<An Inflation Indicator To Watch

<An Inflation Indicator To Watch

“During the 1980s and 1990s, most industrial-country central banks were able to cage, if not entirely tame, the inflation dragon.”
—Ben Bernanke

Ben Bernanke began his oft-cited “helicopter speech” in 2002 with a few kind words about his peers, including the excerpt above. Speaking for central bankers, he took a large share of the credit for the low inflation of the 1980s and 1990s. Central bankers had gained a “heightened understanding” of inflation, he said, and he expected the future to bring even more inflation-taming success.

Of course, Bernanke’s cohorts took a few knocks in the boom-bust cycle that followed his speech, but their reputations as masters of inflation (and deflation) only grew. Today, the picture he painted seems even more firmly planted in the public mind than it was in 2002, notwithstanding recent data showing inflation creeping higher.

Public perceptions aren’t always accurate, though, and public figures aren’t the most reliable arbiters of credit and blame. In this 3-part article, I’m proposing a theory that challenges Bernanke’s narrative, and I’ll back the theory with data in Part 3. I’ll show that it leads to an inflation indicator with an excellent historical record.
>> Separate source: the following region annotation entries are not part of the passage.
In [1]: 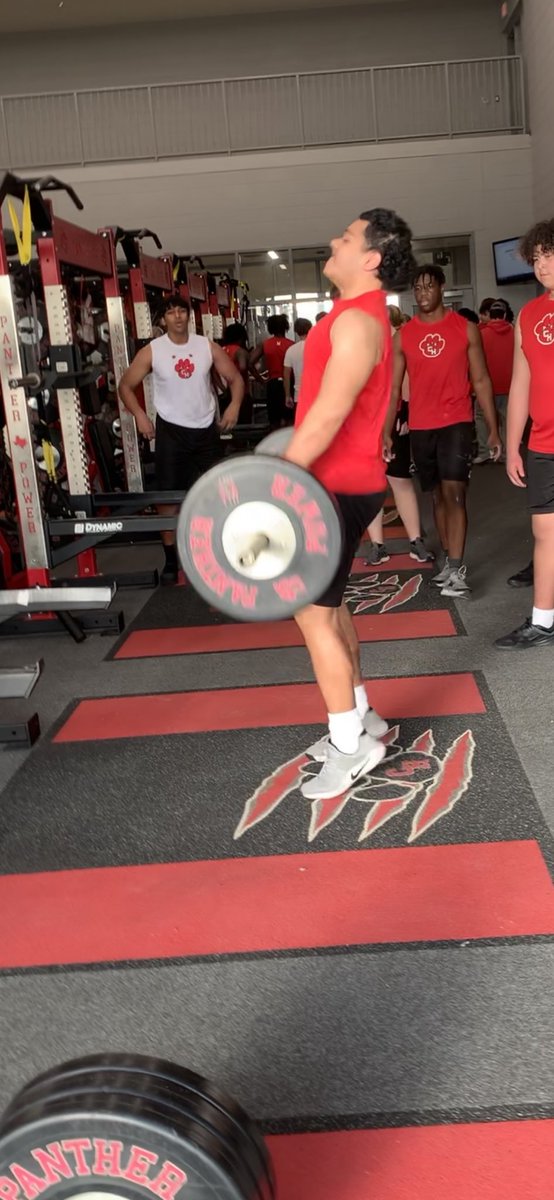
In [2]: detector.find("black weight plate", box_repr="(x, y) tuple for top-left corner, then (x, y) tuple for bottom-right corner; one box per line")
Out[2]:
(0, 1070), (273, 1200)
(4, 1054), (269, 1185)
(0, 1054), (275, 1200)
(177, 455), (342, 620)
(0, 1092), (266, 1200)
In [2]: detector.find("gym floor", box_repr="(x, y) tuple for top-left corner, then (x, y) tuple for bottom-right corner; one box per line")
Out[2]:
(0, 464), (554, 1200)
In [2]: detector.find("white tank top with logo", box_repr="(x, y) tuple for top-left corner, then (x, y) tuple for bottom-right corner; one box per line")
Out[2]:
(150, 334), (216, 430)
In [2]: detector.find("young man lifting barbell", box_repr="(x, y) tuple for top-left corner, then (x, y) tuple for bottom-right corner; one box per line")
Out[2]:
(284, 209), (415, 799)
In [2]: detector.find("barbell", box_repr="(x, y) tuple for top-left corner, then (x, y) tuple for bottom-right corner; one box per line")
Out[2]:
(176, 430), (343, 620)
(0, 1054), (276, 1200)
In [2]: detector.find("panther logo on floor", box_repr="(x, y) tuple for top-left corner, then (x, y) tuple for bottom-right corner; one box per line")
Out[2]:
(344, 574), (423, 617)
(234, 725), (475, 842)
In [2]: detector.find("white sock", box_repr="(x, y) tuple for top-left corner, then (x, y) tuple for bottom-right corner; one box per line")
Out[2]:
(329, 708), (363, 754)
(354, 683), (369, 721)
(531, 608), (554, 629)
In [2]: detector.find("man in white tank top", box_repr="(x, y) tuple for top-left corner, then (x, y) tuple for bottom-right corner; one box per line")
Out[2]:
(119, 295), (245, 583)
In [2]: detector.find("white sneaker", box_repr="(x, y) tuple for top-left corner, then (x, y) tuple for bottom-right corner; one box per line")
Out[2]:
(300, 733), (386, 800)
(432, 556), (451, 588)
(306, 708), (389, 762)
(440, 566), (471, 599)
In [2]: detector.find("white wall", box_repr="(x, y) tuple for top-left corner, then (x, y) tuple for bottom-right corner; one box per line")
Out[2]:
(523, 0), (554, 220)
(0, 0), (503, 95)
(49, 134), (532, 307)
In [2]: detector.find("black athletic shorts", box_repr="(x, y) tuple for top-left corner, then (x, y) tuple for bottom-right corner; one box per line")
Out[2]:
(526, 450), (554, 515)
(410, 421), (474, 492)
(156, 414), (219, 492)
(386, 400), (411, 479)
(317, 492), (385, 608)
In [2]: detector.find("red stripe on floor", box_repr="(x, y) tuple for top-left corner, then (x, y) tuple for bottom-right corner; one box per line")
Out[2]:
(353, 551), (438, 575)
(54, 673), (486, 742)
(0, 840), (554, 969)
(115, 610), (457, 659)
(267, 1121), (554, 1200)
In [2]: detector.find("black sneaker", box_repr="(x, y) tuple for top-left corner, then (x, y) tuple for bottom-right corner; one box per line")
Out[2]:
(494, 617), (554, 650)
(506, 563), (535, 588)
(365, 542), (391, 566)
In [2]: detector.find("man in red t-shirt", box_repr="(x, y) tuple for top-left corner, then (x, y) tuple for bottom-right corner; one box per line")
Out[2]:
(385, 263), (501, 596)
(251, 313), (294, 430)
(281, 209), (414, 800)
(495, 220), (554, 650)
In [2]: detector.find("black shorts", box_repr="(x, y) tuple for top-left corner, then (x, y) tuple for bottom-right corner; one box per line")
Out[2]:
(317, 492), (385, 608)
(386, 400), (411, 479)
(410, 421), (474, 492)
(156, 414), (219, 492)
(526, 450), (554, 515)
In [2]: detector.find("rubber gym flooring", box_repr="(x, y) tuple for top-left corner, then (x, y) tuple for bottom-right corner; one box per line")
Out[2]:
(0, 467), (554, 1200)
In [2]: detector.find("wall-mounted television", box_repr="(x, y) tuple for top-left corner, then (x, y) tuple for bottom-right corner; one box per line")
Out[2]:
(493, 238), (535, 283)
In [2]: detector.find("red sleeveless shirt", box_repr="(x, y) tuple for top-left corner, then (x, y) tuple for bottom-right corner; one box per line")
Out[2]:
(295, 289), (392, 496)
(519, 292), (554, 454)
(399, 312), (474, 430)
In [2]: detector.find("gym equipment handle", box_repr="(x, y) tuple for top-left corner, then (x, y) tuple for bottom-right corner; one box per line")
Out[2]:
(239, 533), (270, 566)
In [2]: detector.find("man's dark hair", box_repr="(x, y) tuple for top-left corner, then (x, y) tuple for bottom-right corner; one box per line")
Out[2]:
(267, 313), (290, 337)
(294, 317), (312, 337)
(478, 296), (494, 317)
(519, 220), (554, 266)
(222, 320), (248, 350)
(360, 209), (415, 292)
(157, 292), (191, 320)
(458, 308), (478, 325)
(413, 263), (446, 288)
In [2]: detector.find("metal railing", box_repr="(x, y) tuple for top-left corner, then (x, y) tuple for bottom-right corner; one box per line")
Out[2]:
(0, 56), (526, 169)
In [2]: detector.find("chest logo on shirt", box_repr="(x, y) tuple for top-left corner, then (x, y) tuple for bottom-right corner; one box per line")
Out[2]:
(420, 334), (446, 359)
(532, 312), (554, 346)
(175, 359), (195, 379)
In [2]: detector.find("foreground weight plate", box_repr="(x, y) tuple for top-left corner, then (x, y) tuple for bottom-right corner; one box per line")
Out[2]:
(0, 1055), (275, 1200)
(177, 455), (342, 620)
(254, 426), (294, 456)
But first, let’s recap a few points I’ve already discussed.

The Endless Tug-of-War

In Part 2, I said inflation depends on a tug-of-war between purchasing power (on the demand side) and capacity (on the supply side), and the war takes place within the circular flow, in which spending flows into income and income flows back to spending. Two circular-flow patterns and their causes demand particular attention:

  • When banks inject money into the circular flow in the process of making loans, they can boost spending above the prior period’s income, thereby fattening the flow (or the opposite in the case of a deleveraging).
  • When foreign imports exceed exports, spending might not adequately recycle back to income, opening a leak in the flow (or the opposite in the case of a trade surplus).
  • Those points might sound obvious to some (if not, they might look obvious in the diagrams included in Parts 1 and 2), but they’re inconsistent with mainstream economics. According to models favored by mainstream academics and central bankers, the circular-flow pattern involving bank-created money doesn’t exist. In other words, my way of thinking yields conclusions that you don’t find in mainstream theory or at, say, the Fed.